On Sunday August 31st Earnest Stephens led worship at Wesley Chapel. Worship began when we sang ‘Alleluia sing to Jesus.’ Earnest then led the opening prayers before we sang ‘Heavenly Father may your blessing.’ The Old Testament reading was from Jeremiah 31v7-9 followed by the first reading from the New Testament, Hebrews 7 starting at verse 23 describing Jesus as the High Priest. We then sang, ‘Amazing grace how sweet the sound’ before the second New Testament Mark 10v46-52, the healing of blind Bartimaeus.
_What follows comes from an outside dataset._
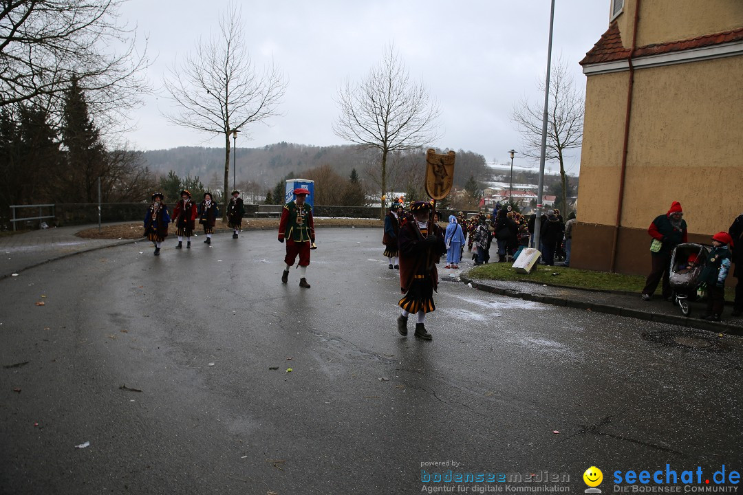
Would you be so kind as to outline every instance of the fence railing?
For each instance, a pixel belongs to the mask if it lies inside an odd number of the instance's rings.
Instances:
[[[16,210],[21,208],[38,208],[39,209],[39,216],[38,217],[23,217],[22,218],[18,218],[16,217]],[[45,215],[43,214],[43,209],[51,208],[51,214]],[[45,218],[56,218],[56,215],[54,214],[54,205],[10,205],[11,218],[10,222],[13,223],[13,229],[16,230],[16,223],[22,222],[28,220],[42,220]]]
In his sermon he set the latter story in context in Mark’s gospel about the fact that Jesus was walking ahead of his disciples who were filled with a mixture of awe and fear as they recognised what faced Jesus in Jerusalem. Jesus had told his disciples that he faced death in Jerusalem. James and John had requested that they be on his left and right side when he entered his glory. Then they encountered the blind man, Bartimaeus. Jesus was walking along in a crowd of people but heard the blind man’s voice and stood still. Crowds had tried to shut Bartimaeus up and told him to stop being a nuisance. Yet Jesus heard that one man and stopped and asked for him to be brought to him. Jesus asked the obvious question; ‘What do you want me to do for you.’ He had asked James and John the same question previously and they had wanted positions of power and prominence in his Kingdom. Bartimeaus simply wanted to be able to see. Bartimaeus was asking to see not as James and John had asked to be seen in positions of power. Jesus would have no throne; he would be rejected, disgraced and killed as a common criminal and even buried in someone else’s tomb. Bartimeaus immediately was able to see. Bartimaeus was not interested in power or position, just in being made whole. Despite what Jesus had told them of what he faced in Jerusalem, the disciples still saw Jesus as a Messiah bringing mastery and joy. Bartimaeus recognised Jesus as the Son of David. Jesus healed the physical blindness of a man who could see more clearly spiritually than his own disciples could. The disciples could see physically but not spiritually. What can we learn? Do we want positions of power, glory or do we want to see spiritually? Bartimeaus wanted to be ordinary and see the world around him. If the church is for Jesus it cannot be like the crowd trying to suppress Bartimaeus’s cries for help. We must be willing to listen, stop and respond to those needs. May we be like those people who see and believe.
We then sang, ‘Give me Lord a thankful heart’ before Earnest led the intercessions and the worship concluded with ‘Ye servant of God, your master proclaim.’